Photo 80015109 © Anna Yordanova
© Anna Yordanova

Software houses dealing with UK Customs have “thrown in the towel” after failing to engage HMRC over its lack of preparedness for the switch to its Customs Declaration System (CDS).

They believe the government department failed to heed warnings.

CDS is set to replace the Customs Handling of Import and Export Freight (CHIEF) system in March next year, going live for imports this September, but there is now an expectation that only a fraction of the 5,000 importers will have migrated in time.

One software supplier told The Loadstar HMRC had repeatedly ignored his calls to address the knowledge gap and some of the misinformation being propagated.

“Getting every importer on this for September is an impossibility, and HMRC does not seem to have woken up to the fact that they need, and needed from the start, to support this,” said the supplier.

He said HMRC appeared to believe software houses would be encouraging importers to switch to CDS, but this is an assumption unlikely to materialise.

“So, you are left with a very precarious situation in which suppliers have been screaming at HMRC for years, and they haven’t listened. The suppliers aren’t capable of fixing the mess, so it looks like the thing will collapse – but, if CHIEF isn’t there… what happens?”

The Loadstar contacted HMRC but the department had yet to respond, as The Loadstar went to press.

As things stand, CHIEF will be switched off on 31 March 2023, leaving CDS as the UK’s only customs platform, but if all importers and exporters haven’t migrated by then, the software supplier is concerned over the probable consequences.

He said: “Fujitsu runs CHIEF and we contacted HMRC to see if Fujitsu is capable of keeping it running beyond March 2023, or if that is a hard out. They didn’t respond.

“Compounding the issue is that information they are providing is incorrect, and there will always be a need for decent support, online or offline. But as it stands, they have none and, as we see it, the switch-off of CHIEF will bring unmitigated disaster.”

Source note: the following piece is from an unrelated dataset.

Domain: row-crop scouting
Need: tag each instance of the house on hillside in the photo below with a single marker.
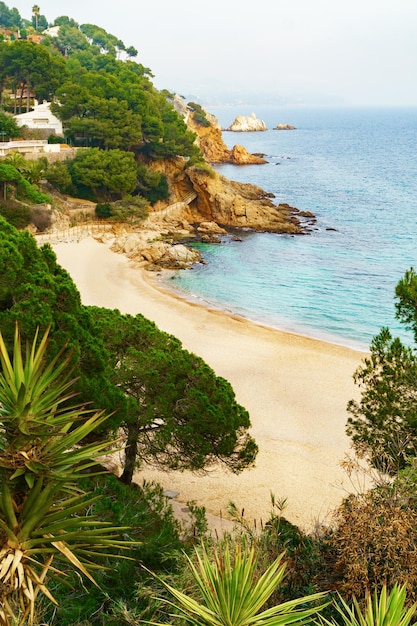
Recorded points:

Exemplifying the pivotal role HMRC plays in the migration, the supplier said he moved four importers in Northern Ireland to CDS over a three-week “intense period”. The migration required daily meetings with the importers, with as many as eight members of HMRC support staff participating, but always with a minimum of at least two per meeting.

“It took three weeks to get those four companies settled in, and now the bulk of their goods are moving through CDS,” continued the source. “But for Northern Ireland as a whole, the bulk of shippers continue to use CHIEF, so considering our experience, HMRC needs to look at the numbers and realise it needs to migrate more than 600 a month if it is to get everyone ready for September.”

A “laughable” messaging campaign, including a push to trial CDS now, which fails to mention the system will not be available for ports until May, has further irked suppliers.

Sources have repeatedly told The Loadstar of apparent ambivalence within HMRC to recognise what is required for the “amazingly complicated” switchover, noting that no efforts to migrate the top 20 largest importers had yet been made.

The software supplier added; “It is not a problem we can solve on our own, and it is not one I think we should attempt. Even if we trebled our staff, our support team would still melt serving our 150 customers – just a fraction of the total number.”